Die Weltöffentlichkeit war im Frühling und Sommer 1933 über die Ermordungen von Sozialdmokraten, Gewerkschaftlern und Kommunisten und die Berichte von Folterungen in den ersten Konzentrationslagern in Hitler-Deutschland empört.

1935 machten die Grausamkeiten und Verbrechen der Nationalsozialisten in Deutschland fast keine internationalen Schlagzeilen mehr.

Darauf reagierte Bertolt Brecht mit seiner Pariser Rede und dem Gedicht: "Wenn die Untat kommt, wie der Regen fällt".


  • "Wenn die Verbrechen sich häufen, werden sie unsichtbar. Wenn die Leiden unerträglich werden, hört man die Schreie nicht mehr."
    Bertolt Brecht, 1935 

 

Bertolt Brecht: Rede am Internationalen Schriftstellerkongress zur Verteidigung der Kultur,  Paris, 21. Juni 1935: 

 

  •  "Als wir zum ersten Male berichteten, daß unsere Freunde geschlachtet wurden, gab es einen Schrei des Entsetzens und viele Hilfe.
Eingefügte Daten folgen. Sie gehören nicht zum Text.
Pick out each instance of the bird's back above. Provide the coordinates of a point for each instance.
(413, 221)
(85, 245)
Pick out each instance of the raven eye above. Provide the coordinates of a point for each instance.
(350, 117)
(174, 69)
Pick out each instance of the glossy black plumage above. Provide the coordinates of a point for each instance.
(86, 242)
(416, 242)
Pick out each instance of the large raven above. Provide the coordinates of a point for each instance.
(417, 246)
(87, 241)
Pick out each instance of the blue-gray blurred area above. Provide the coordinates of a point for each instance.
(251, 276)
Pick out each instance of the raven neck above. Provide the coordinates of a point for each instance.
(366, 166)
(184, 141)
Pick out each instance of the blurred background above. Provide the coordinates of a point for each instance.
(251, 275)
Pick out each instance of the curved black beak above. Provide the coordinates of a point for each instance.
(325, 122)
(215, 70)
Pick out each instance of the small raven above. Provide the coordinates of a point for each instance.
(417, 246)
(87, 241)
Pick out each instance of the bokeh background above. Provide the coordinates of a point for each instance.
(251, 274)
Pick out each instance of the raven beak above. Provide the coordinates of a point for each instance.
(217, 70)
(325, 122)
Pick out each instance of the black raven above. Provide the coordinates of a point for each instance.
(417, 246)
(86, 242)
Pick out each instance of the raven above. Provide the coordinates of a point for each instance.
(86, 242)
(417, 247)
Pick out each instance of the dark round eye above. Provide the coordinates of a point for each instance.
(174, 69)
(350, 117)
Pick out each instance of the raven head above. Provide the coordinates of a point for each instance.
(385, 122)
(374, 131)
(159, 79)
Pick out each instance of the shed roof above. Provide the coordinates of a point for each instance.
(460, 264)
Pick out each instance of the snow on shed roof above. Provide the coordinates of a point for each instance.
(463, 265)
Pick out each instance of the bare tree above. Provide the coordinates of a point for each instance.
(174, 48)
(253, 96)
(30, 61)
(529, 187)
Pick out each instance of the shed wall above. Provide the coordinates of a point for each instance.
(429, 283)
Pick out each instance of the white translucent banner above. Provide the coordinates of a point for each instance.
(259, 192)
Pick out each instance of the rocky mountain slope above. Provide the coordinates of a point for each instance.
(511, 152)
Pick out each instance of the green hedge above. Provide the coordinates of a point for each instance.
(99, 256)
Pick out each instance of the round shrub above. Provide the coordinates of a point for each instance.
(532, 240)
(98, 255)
Da waren hundert geschlachtet. Aber als tausend geschlachtet waren und des Schlachtens kein Ende war, breitete sich Schweigen aus, und es gab nur mehr wenig Hilfe.

    So ist es. Wenn die Verbrechen sich häufen, werden sie unsichtbar. Wenn die Leiden unerträglich werden, hört man die Schreie nicht mehr. Ein Mensch wird geschlagen, und der zusieht, wird ohnmächtig. Das ist nur natürlich. Wenn die Untat kommt, wie der Regen fällt, dann ruft niemand mehr halt."

    Bertolt Brecht, Kongressrede 1935 (Link)

Bertolt Brecht: "Wenn die Untat kommt, wie der Regen fällt", 1935:

 

  • "...
    Als es zum ersten Mal berichtet wurde, daß unsere Freunde langsam geschlachtet wurden, war da ein Schrei des Entsetzens.

    Da waren hundert geschlachtet. Aber als tausend geschlachtet waren und des Schlachtens kein Ende war, bereitete sich Schweigen aus.

    Wenn die Untat kommt, wie der Regen fällt, dann ruft niemand mehr: halt!

    Wenn die Verbrechen sich häufen, werden sie unsichtbar. Wenn die Leiden unerträglich werden, hört man die Schreie nicht mehr.
    ..."

    Bertolt Brecht: "Wenn die Untat kommt, wie der Regen fällt" (Link)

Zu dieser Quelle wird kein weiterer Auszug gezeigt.